Flicker, a flashing effect displeasing to the eye, often occurs through flaws in software, with no hardware faults involved. Flicker in software is caused by a computer program's failure to consistently maintain its graphical state. For example, the data in the video hardware, resulting from program drawing, may momentarily include a white rectangle before the text that belongs there is 'drawn.' Normally, this form of flicker manifests as random banding and tearing, but if the update period is long enough the entire region may flicker by being frequently and completely blank, or in some other intermediate state. This version of flicker is endemic in the Windows operating system in part because of mechanisms that encourage programmers to place intermediate pixel states into video memory, e.g. the WM_ERASEBKGND message. Below are some programming methods to prevent this form of flicker:

[edit] Disable CS_VREDRAW and CS_HREDRAW

These window class styles direct Windows to cause an entire program window to be redrawn when the window is resized. Disabling these styles causes only the areas uncovered by resizing to be invalidated for painting. However, flicker may still occur at the edges or when data is updated for other reasons.

[edit] Disuse WM_ERASEBKGND

Whenever possible, programmers should refrain from the practise of blanking an area, then drawing 'on top' of it, because this practise makes it possible for the blank region to appear momentarily onscreen. Instead, each pixel should be set only once. When this is not feasible, double-buffering is a good last resort.

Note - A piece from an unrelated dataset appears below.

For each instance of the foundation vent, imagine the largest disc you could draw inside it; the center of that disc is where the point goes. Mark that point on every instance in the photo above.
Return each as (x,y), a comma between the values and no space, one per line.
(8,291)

[edit] Employ Double buffering

Double buffering is often used for complex GUI objects such as web pages, where isolating individual changes would be too difficult. The method involves creating an offscreen drawing surface (in GDI, a bitmap and device context), drawing to it, and then blitting it all at once to the screen. While this technique completely eliminates flicker, it can also be very inefficient.

[edit] Slang

Flicks is an old English expression referring to the Cinema or building where films are shown. Example usage, "Are you going to the flicks tonight?". Less often used today. More recently replaced with the words cinema or "The Pictures" (which is in turn derived from "the picture house").